Understanding Identity Theft and How Can a Conviction Affect You

There's No Substitution For Experience

The numbers are simply staggering when it comes to identity theft. According to the Federal Trade Commission, every 79 seconds a thief manages to steal an individual's personally identifying information and secure some form of credit before embarking on a shopping spree. The FTC estimates that over the last five years, at least 27 million Americans have fallen victim to identity theft related crimes.

A website maintained by the Commonwealth of Massachusetts defines identity theft as a criminal offense that happens anytime a person wrongfully obtains personal data from another person and uses it for their own economic gain. This type of offense is characterized by the offender's use of fraud or deception to get access to the victim's personal information.

Criminals use a variety of methods to obtain the information they need to falsify fraudulent accounts. Tactics such as shoulder surfing, sifting through people's trash and using Internet schemes to uncover secret passwords are just a few of some of the more common practices.

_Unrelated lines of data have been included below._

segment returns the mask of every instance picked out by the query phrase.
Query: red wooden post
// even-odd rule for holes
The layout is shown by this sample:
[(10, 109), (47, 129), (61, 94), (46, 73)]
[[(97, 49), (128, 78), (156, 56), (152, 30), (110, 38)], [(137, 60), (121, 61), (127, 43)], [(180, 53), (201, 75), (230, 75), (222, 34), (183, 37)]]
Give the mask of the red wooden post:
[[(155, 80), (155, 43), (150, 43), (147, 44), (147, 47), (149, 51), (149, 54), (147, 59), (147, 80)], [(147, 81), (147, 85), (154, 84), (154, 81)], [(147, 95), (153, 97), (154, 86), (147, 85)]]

Despite the prevalence of identity thieves, consumers and law enforcement sometimes make mistakes when it comes to identifying the person actually committing the offense of identity theft. There may be mitigating factors which may affect the culpability of someone accused of identity theft. For example, a girlfriend who receives a laptop computer as a gift from her boyfriend may not necessarily have been involved in any crime, even though the computer may contain evidence of identity theft.

Massachusetts defendants currently facing charges of identity theft should know that these are serious charges that carry long-term ramifications. A conviction for identity theft could potentially make it more difficult to find meaningful employment over the course of a lifetime. When put in perspective, putting together a proper criminal defense now may actually prove to be a smart choice for the future.